Contrast nephropathy is worsening of renal function after IV administration of radiocontrast and is usually temporary. Diagnosis is based on a progressive rise in serum creatinine 24 to 48 hours after contrast is given. Treatment is supportive. Volume loading with isotonic saline before and after contrast administration may help in prevention.
(See also Overview of Tubulointerstitial Diseases.)
Contrast nephropathy is acute tubular necrosis caused by an iodinated radiocontrast agent, all of which are nephrotoxic. However, risk is lower with newer contrast agents, which are nonionic and have a lower osmolality than older agents, whose osmolality is about 1400 to 1800 mOsm/kg (or mmol/kg). For example, second-generation, low-osmolal agents (eg, iohexol, iopamidol, ioxaglate) have an osmolality of about 500 to 850 mOsm/kg (or mmol/kg), which is still higher than blood osmolality. Iodixanol, a newer iso-osmolal agent, has an osmolality of 290 mOsm/kg (or mmol/kg), about equal to that of blood.
The precise mechanism of radiocontrast toxicity is unknown but is suspected to be some combination of renal vasoconstriction and direct cytotoxic effects, perhaps through formation of reactive oxygen species, causing acute tubular necrosis.
Most patients have no symptoms. Renal function usually later returns to normal.
Фактори ризику контрастної нефропатії
Risk factors for nephrotoxicity are the following:
Older age
Preexisting chronic kidney disease
High doses (eg, > 100 mL) of a hyperosmolar contrast agent (eg, during percutaneous coronary interventions)
Factors that reduce renal perfusion, such as volume depletion or the concurrent use of nonsteroidal anti-inflammatory drugs (NSAIDs), diuretics, or angiotensin-converting enzyme (ACE) inhibitors
Concurrent use of nephrotoxic medications (eg, aminoglycosides)
Diagnosis of Contrast Nephropathy
Serum creatinine measurement
Diagnosis is based on a progressive rise in serum creatinine 24 to 48 hours after a contrast study.
After femoral artery catheterization, contrast nephropathy may be difficult to distinguish from renal atheroembolism. Factors that can suggest renal atheroemboli include the following:
Delay in onset of increased creatinine > 48 hours after the procedure
Presence of other atheroembolic findings (eg, livedo reticularis of the lower extremities or bluish discoloration of the toes)
Persistently poor renal function that may deteriorate in a stepwise fashion
Transient eosinophilia or eosinophiluria and low C3 complement levels (measured if atheroemboli are seriously considered)
Treatment of Contrast Nephropathy
Supportive care
Treatment is supportive.
Prevention of Contrast Nephropathy
Preventing contrast nephropathy involves avoiding contrast when possible (eg, not using CT to diagnose appendicitis) and, when contrast is necessary for patients with risk factors, using a nonionic agent with the lowest osmolality at a low dose.

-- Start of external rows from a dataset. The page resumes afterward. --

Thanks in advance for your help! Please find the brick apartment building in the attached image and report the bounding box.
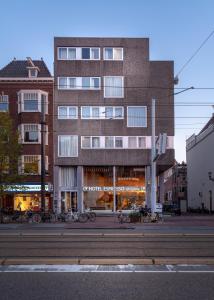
[53,37,175,213]
[0,58,54,211]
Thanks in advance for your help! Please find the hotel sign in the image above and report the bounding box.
[83,186,145,192]
[6,184,50,192]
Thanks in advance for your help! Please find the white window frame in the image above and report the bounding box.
[127,106,147,128]
[0,95,9,111]
[28,68,38,78]
[81,136,91,149]
[21,155,41,175]
[57,47,100,60]
[103,48,123,60]
[58,77,101,90]
[18,90,48,113]
[81,106,124,119]
[104,76,124,98]
[58,106,78,119]
[58,135,78,157]
[81,136,149,149]
[20,124,41,144]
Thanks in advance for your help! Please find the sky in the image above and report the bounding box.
[0,0,214,163]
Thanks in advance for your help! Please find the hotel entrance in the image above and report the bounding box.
[61,191,77,212]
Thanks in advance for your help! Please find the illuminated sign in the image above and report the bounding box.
[83,186,145,192]
[6,184,50,192]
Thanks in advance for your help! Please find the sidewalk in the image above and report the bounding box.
[0,215,214,234]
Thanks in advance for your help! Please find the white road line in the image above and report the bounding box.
[1,265,214,273]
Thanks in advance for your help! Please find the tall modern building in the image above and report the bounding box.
[0,58,53,211]
[54,37,174,213]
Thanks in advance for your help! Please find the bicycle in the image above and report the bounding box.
[84,208,96,222]
[117,210,130,224]
[64,209,88,223]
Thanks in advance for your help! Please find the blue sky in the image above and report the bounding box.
[1,0,214,162]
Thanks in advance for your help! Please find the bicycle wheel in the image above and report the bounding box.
[32,214,41,223]
[78,213,88,223]
[89,212,96,222]
[2,215,11,224]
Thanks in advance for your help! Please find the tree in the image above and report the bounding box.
[0,112,24,210]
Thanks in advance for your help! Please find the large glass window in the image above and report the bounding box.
[104,76,124,98]
[59,77,67,89]
[82,107,91,118]
[128,137,137,148]
[59,167,77,188]
[116,167,145,210]
[127,106,147,127]
[58,135,78,157]
[0,95,9,111]
[58,106,78,119]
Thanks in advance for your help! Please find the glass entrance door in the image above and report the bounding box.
[61,191,77,212]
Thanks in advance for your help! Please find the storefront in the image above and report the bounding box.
[3,184,53,212]
[83,166,146,211]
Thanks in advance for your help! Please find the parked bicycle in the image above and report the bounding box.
[117,210,130,224]
[84,208,96,222]
[62,209,88,223]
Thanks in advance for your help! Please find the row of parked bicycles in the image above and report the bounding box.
[0,208,96,224]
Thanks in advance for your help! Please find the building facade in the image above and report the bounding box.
[162,162,187,211]
[0,58,54,212]
[186,115,214,212]
[54,37,175,213]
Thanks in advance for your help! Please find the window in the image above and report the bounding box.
[127,106,147,127]
[58,106,78,119]
[23,124,39,143]
[82,48,90,59]
[58,48,67,59]
[115,107,123,118]
[104,76,124,98]
[23,155,40,175]
[128,137,137,148]
[105,136,114,148]
[138,137,146,148]
[81,106,124,119]
[68,48,76,59]
[28,69,38,78]
[23,93,38,111]
[58,47,100,60]
[92,137,100,148]
[92,107,99,118]
[59,77,67,89]
[58,77,100,90]
[82,137,91,148]
[105,107,113,118]
[104,48,123,60]
[0,95,9,111]
[68,78,76,89]
[81,136,147,149]
[58,135,78,157]
[115,137,123,148]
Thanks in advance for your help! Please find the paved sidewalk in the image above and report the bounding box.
[0,215,214,234]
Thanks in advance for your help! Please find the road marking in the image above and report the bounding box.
[1,265,214,272]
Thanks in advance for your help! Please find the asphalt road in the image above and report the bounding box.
[1,233,214,261]
[0,272,214,300]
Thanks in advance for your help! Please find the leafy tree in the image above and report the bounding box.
[0,112,24,210]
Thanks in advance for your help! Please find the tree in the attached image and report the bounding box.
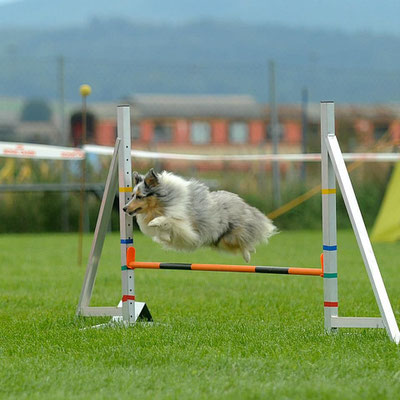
[20,99,52,122]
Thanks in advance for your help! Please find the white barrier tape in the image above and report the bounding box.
[0,142,85,160]
[342,153,400,162]
[1,141,400,163]
[84,144,400,163]
[84,145,323,161]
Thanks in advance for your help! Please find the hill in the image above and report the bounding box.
[1,0,400,36]
[1,19,400,103]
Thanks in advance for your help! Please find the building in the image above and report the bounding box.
[92,94,302,154]
[1,95,400,153]
[91,96,400,153]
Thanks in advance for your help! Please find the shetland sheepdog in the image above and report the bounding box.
[123,169,277,262]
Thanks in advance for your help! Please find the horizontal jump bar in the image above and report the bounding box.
[128,261,322,276]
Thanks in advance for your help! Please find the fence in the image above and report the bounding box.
[0,140,398,232]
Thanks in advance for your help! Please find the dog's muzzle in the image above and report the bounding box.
[123,206,141,216]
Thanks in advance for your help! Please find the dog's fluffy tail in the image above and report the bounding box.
[261,215,278,243]
[246,206,278,247]
[253,211,277,246]
[240,209,277,262]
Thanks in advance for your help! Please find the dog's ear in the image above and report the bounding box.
[144,168,159,188]
[133,171,142,186]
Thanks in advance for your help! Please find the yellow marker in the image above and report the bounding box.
[79,84,92,97]
[119,187,133,192]
[321,189,336,195]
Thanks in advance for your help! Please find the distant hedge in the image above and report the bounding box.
[0,180,388,234]
[0,158,391,233]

When contrast is given, mild volume expansion with isotonic saline (ie, 154 mEq/L or mmol/L) is ideal; 1 mL/kg/h is given beginning 6 to 12 hours before contrast is given and continued for 6 to 12 hours after the procedure. For outpatient procedures, 3 mL/kg of isotonic saline can be given the hour before the procedure and 1 mL/kg of isotonic saline 4 to 6 hours after the procedure. A sodium bicarbonate (NaHCO3) solution may also be infused but has no proven advantage over normal saline. Volume expansion may be most helpful in patients with mild preexisting renal disease and exposure to a low dose of contrast. Volume expansion should be avoided in heart failure. Nephrotoxic medications are avoided before and after the procedure.
Acetylcysteine, an antioxidant, is sometimes given for patients at high risk but has no proven benefit.
Periprocedural continuous venovenous hemofiltration has no proven benefit compared with other less invasive strategies in preventing acute kidney injury in patients who have chronic kidney disease and who require high doses of contrast; also, it is not practical. Therefore, this procedure is not recommended. Patients undergoing regular hemodialysis for end-stage kidney disease who require contrast do not need supplementary, prophylactic hemodialysis after the procedure.
Ключові моменти
Although most patients recover from use of iodinated radiocontrast without clinical consequences, all such radiocontrast is nephrotoxic.
Suspect contrast nephropathy if serum creatinine increases 24 to 48 hours after a contrast study.
Decrease the risk of contrast nephropathy, particularly in patients at risk, by minimizing the use and volume of contrast and expanding volume when possible.